Accused US army deserter Sergeant Bowe Bergdahl's story is being told on US podcast Serial in its second season. Bergdahl was held by the Afghan Taliban for five years.

https://p.dw.com/p/1HLdL
US army soldier Bowe Bergdahl
Image: picture-alliance/AP

In the first episode of the Serial podcast which was launched on Thursday, Bergdahl says he left his post to draw attention to "leadership failure" in his unit.

"What I was seeing from my first unit all the way up into Afghanistan, all I was seeing was leadership failure," Bergdahl said.

The interview provides the first public comments that Bergdahl has made since he was exchanged in a prisoner swap in May 2014 for five Taliban detainees in Guantanamo Bay, Cuba.

In the series of interviews, screenwriter Mark Boal allows Bergdahl to explain in his own words why he left his base - prompting a manhunt involving thousands of troops. He is also to speak about the five years he spent in brutal captivity under the Taliban.

Podcast interview

Boal met Bergdahl a few months after the sergeant returned to the US. He shared about 25 hours of the recorded interviews with Sarah Koenig for the podcast Serial, which established podcasts as a viable outlet when the first season was downloaded more than 100 million times. Boal wrote the scripts for "The Hurt Locker" and "Zero Dark Thirty."

Bergdahl said he left his post in 2009 in Afghanistan in order to create a crisis which would get an audience with high-level commanders, so he could describe what he saw as leadership problems that could endanger troops.

Bergdahl's chief defense lawyer, Eugene R. Fidell, said earlier this week: "We have asked from the beginning that everyone withhold judgment on Sergeant Bergdahl's case until they know the facts. The ‘Serial' podcast, like the preliminary hearing conducted in September, is a step in the right direction."

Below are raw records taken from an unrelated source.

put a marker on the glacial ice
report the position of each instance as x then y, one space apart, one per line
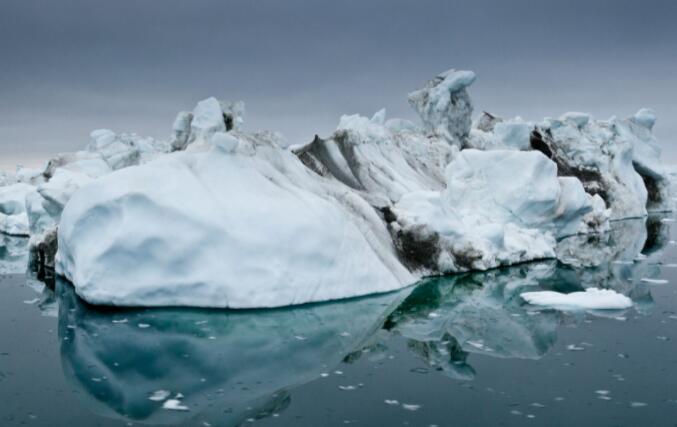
13 217
267 233
590 299
375 206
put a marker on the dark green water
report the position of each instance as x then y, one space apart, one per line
461 351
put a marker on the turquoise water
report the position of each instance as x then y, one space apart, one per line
462 350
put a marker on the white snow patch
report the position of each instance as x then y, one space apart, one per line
591 299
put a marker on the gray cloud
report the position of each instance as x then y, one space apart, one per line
71 66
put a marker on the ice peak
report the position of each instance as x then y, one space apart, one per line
445 106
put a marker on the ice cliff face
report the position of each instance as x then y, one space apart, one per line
222 218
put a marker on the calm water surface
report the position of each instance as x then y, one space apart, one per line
460 351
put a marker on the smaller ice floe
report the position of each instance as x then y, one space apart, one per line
159 395
175 404
591 299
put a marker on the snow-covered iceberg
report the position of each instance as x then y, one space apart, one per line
235 223
219 217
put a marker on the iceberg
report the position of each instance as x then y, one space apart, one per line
590 299
13 216
219 217
243 226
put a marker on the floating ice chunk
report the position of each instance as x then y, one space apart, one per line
591 299
645 117
159 395
225 142
13 216
444 105
174 405
578 119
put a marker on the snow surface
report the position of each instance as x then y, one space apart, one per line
488 216
590 299
374 207
267 233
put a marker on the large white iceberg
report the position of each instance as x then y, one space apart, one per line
222 218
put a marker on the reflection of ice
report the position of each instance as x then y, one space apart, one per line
617 260
13 254
447 318
481 311
238 362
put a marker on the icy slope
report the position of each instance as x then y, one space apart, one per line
234 219
237 223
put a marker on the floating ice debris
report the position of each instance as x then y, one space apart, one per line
411 407
159 395
591 299
175 404
574 347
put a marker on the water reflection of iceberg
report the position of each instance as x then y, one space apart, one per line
228 365
231 366
448 318
13 254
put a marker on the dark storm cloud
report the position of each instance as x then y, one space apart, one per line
70 66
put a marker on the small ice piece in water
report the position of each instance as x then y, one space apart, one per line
159 395
411 407
174 404
591 299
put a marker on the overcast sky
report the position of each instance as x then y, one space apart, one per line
70 66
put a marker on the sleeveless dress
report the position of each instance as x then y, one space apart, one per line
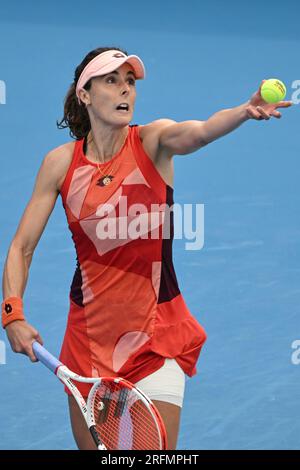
126 313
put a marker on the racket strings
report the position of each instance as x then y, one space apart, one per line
123 420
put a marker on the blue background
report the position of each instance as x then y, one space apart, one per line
243 286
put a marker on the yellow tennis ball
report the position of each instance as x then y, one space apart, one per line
273 90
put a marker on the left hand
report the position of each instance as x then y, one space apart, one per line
258 109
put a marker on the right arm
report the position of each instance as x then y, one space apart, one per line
16 269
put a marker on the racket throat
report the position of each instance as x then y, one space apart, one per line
96 439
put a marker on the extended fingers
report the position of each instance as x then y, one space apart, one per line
284 104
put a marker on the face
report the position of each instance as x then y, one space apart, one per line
109 91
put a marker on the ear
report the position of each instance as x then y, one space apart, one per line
84 97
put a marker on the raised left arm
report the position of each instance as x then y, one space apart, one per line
188 136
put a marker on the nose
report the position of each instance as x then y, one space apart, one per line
125 88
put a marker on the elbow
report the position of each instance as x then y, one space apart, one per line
26 251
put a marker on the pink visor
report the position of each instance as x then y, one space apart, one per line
108 62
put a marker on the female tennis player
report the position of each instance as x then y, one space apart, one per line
127 316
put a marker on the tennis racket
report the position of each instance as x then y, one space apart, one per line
118 415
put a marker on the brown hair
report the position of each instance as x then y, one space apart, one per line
75 115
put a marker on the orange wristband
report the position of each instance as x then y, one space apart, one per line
12 310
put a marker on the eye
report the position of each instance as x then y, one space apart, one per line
110 79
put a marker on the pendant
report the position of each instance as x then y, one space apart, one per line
107 179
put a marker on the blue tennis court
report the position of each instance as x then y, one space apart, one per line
243 285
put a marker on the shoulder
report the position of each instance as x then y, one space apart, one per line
57 161
154 128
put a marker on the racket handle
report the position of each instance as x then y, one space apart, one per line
45 357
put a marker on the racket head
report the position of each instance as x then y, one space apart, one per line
124 417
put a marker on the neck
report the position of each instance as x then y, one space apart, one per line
107 143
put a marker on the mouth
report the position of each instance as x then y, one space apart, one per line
123 108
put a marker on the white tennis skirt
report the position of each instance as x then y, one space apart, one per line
166 384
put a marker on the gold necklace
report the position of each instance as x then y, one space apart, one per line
107 176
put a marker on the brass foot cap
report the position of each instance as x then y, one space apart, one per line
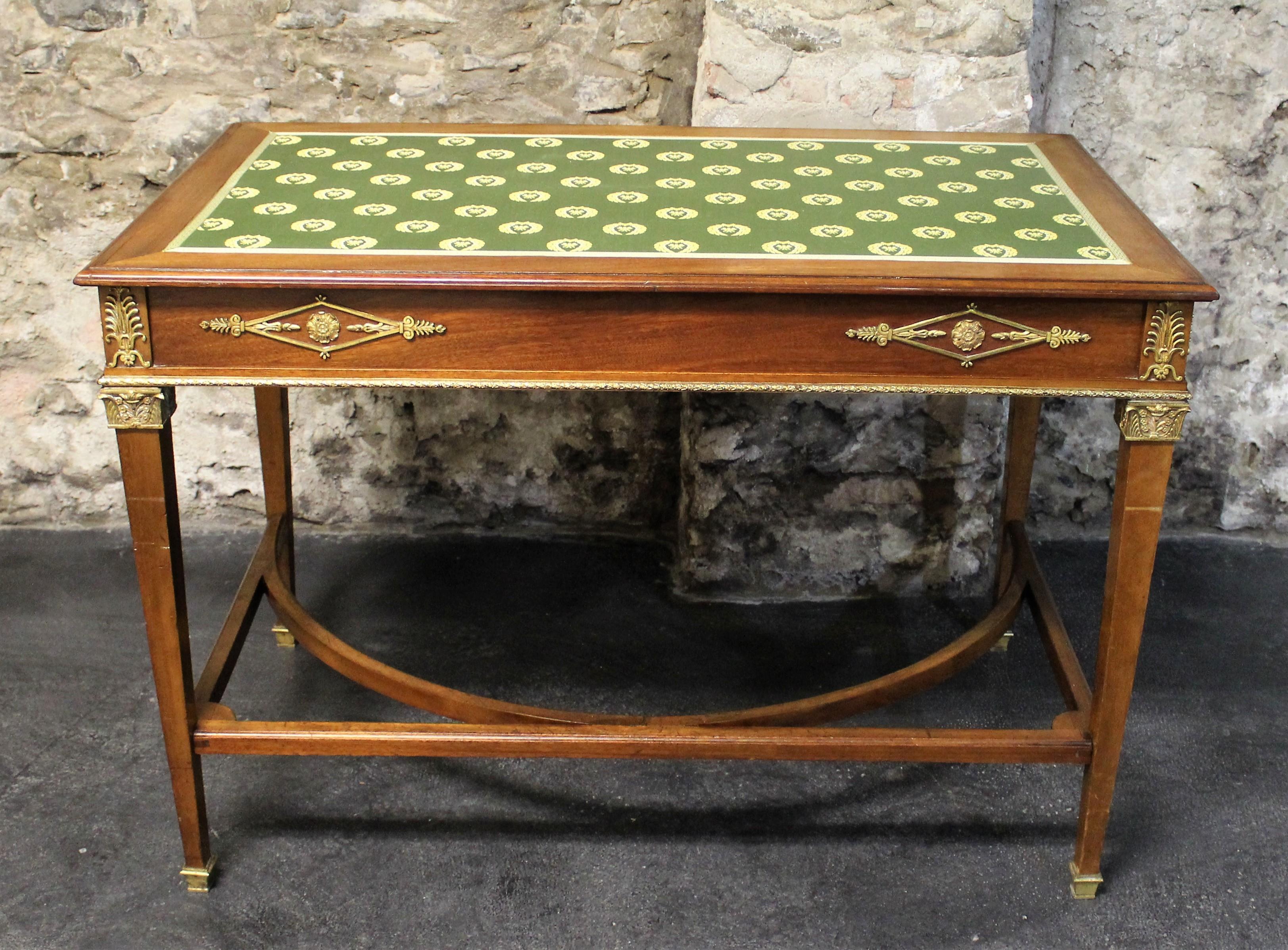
199 878
1084 886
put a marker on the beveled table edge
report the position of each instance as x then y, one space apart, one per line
1158 271
641 385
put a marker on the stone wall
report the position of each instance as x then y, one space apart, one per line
1187 106
106 101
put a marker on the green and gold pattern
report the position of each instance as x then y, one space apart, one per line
661 196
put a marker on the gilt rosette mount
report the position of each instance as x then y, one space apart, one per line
322 328
968 335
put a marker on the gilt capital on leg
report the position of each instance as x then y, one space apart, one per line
138 407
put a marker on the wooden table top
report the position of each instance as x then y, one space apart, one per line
509 208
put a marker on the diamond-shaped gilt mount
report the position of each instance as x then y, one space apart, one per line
321 329
968 335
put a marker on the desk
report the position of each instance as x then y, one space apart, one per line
645 259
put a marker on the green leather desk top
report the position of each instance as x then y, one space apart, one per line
353 192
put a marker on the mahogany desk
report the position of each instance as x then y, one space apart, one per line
645 259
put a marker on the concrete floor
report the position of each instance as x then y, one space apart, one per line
332 852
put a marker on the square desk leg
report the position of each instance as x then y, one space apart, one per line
273 415
1144 463
1022 438
142 420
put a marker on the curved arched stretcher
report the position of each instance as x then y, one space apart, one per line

"I was trying to prove to myself, I was trying to prove to the world, to anybody who used to know me, that I was capable of being that person," the army sergeant said. In some sense he wanted to emulate someone like Jason Bourne, the espionage movie character Bergdahl added.

The 29-year-old sergeant is currently stationed as a clerk at Fort Sam Houston in Texas, waiting to hear if he will be court-martialed for desertion and misbehavior in front of the enemy. He faces a sentence of up to life in prison if convicted.